Overall, the postwar dispersion of international production could be credited with producing peaceful relations among great powers, and can be expected to do so in the future. This stands in contrast to the pre-1914 era when, critics argue, globalization failed to secure peace. Brooks further argues, however, that the dispersion of international production capital has not produced such pacifying effect on security relations among developing countries and has had only a mixed effect on security relations between great powers and developing countries. This is mainly because the noted economic and institutional conditions under which international production reduces economic benefits of military conquest and deepens regional integration among security rivals are not present in the developing countries. Furthermore, since developing countries most often employ their militaries in regional actions and focus on less complicated, smaller weapons systems, it is unlikely that the globalization of defense-related production would be relevant to their security relations.
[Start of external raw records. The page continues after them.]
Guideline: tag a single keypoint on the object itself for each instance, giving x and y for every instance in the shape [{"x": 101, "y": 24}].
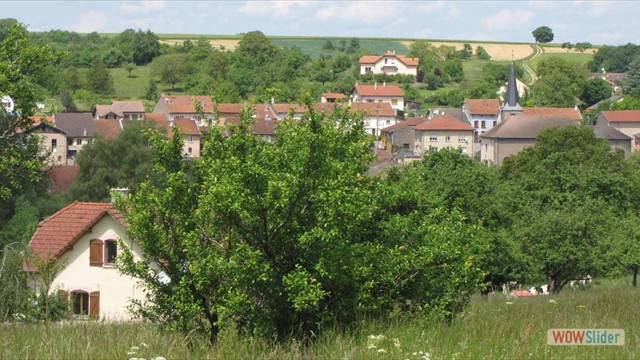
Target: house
[
  {"x": 85, "y": 239},
  {"x": 514, "y": 134},
  {"x": 80, "y": 129},
  {"x": 53, "y": 140},
  {"x": 389, "y": 64},
  {"x": 191, "y": 136},
  {"x": 401, "y": 135},
  {"x": 483, "y": 114},
  {"x": 391, "y": 94},
  {"x": 185, "y": 106},
  {"x": 127, "y": 110},
  {"x": 627, "y": 121},
  {"x": 443, "y": 131},
  {"x": 332, "y": 97}
]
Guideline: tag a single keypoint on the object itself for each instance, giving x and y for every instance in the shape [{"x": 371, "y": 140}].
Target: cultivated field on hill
[{"x": 493, "y": 328}]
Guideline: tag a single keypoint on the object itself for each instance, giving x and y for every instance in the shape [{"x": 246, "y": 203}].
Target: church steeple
[{"x": 511, "y": 99}]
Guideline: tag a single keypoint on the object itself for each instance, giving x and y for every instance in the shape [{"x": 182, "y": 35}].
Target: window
[
  {"x": 102, "y": 253},
  {"x": 80, "y": 302},
  {"x": 110, "y": 251}
]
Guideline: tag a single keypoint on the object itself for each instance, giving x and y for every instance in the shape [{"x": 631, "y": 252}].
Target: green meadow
[{"x": 495, "y": 327}]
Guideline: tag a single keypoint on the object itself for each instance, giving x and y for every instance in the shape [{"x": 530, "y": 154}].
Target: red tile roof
[
  {"x": 108, "y": 128},
  {"x": 183, "y": 104},
  {"x": 186, "y": 126},
  {"x": 379, "y": 90},
  {"x": 334, "y": 96},
  {"x": 62, "y": 177},
  {"x": 622, "y": 115},
  {"x": 483, "y": 106},
  {"x": 372, "y": 59},
  {"x": 570, "y": 113},
  {"x": 444, "y": 122},
  {"x": 61, "y": 230},
  {"x": 408, "y": 122}
]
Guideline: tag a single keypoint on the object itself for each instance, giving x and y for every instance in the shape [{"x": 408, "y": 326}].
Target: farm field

Three issues, however, may challenge Brooks's causal analysis, suggesting the need for future research. First, the game theoretical literature of international conflict, which Brooks has ignored, posits that the decision to go to war results from the failure of bargaining between states due to their uncertainty about their opponent's payoff structure and resolve over a contested issue. Globalization, measured in terms of trade, FDI, and financial openness, reduces the probability of war by serving as a means of costly signaling, rather than by changing the cost-benefit calculus. That is, since both parties already know the value of their economic exchange before engaging in military action, the size of the economic stake per se is not informative as to the opponent's resolve to uphold its position on the contested issue. But a military threat over the contested issue has the effect of repelling international production capital, and so carries an economic cost that gives the state's threat additional credibility. Such costly signaling informs the other state of its opponent's resolve, often resulting in bargaining success and avoidance of violence. While Brooks focuses on the role of globalized production as a structural constraint that prevents any great power from complete dominance in bargaining (p. 217), one may wonder how his argument fits into the bargaining framework, since the quality of security relations eventually boils down to the decision to go to war. Second, the rapid dispersion of international production appears itself to be a consequence of the end of the Cold War. Brooks claims that his book focuses on the impact of globalization, touching on this endogeneity issue only in passing. But the empirical evidence he uses shows that multinationals' international production increased much more rapidly and dramatically after 1989 (for example, fig. 2.2, p. 18). Third, given the theoretical and policy significance of Brooks's predictions about security relations among various countries, it is important to verify their empirical validity in large cross-national samples to avoid case selection bias, rather than focusing on a few countries. Of course, it should be acknowledged that the lack of reliable data poses a significant challenge to such an exercise.

Despite these quibbles, this is an innovative, sound, systematic, and insightful volume for all those who are interested in the implications of economic globalization for interstate war and peace.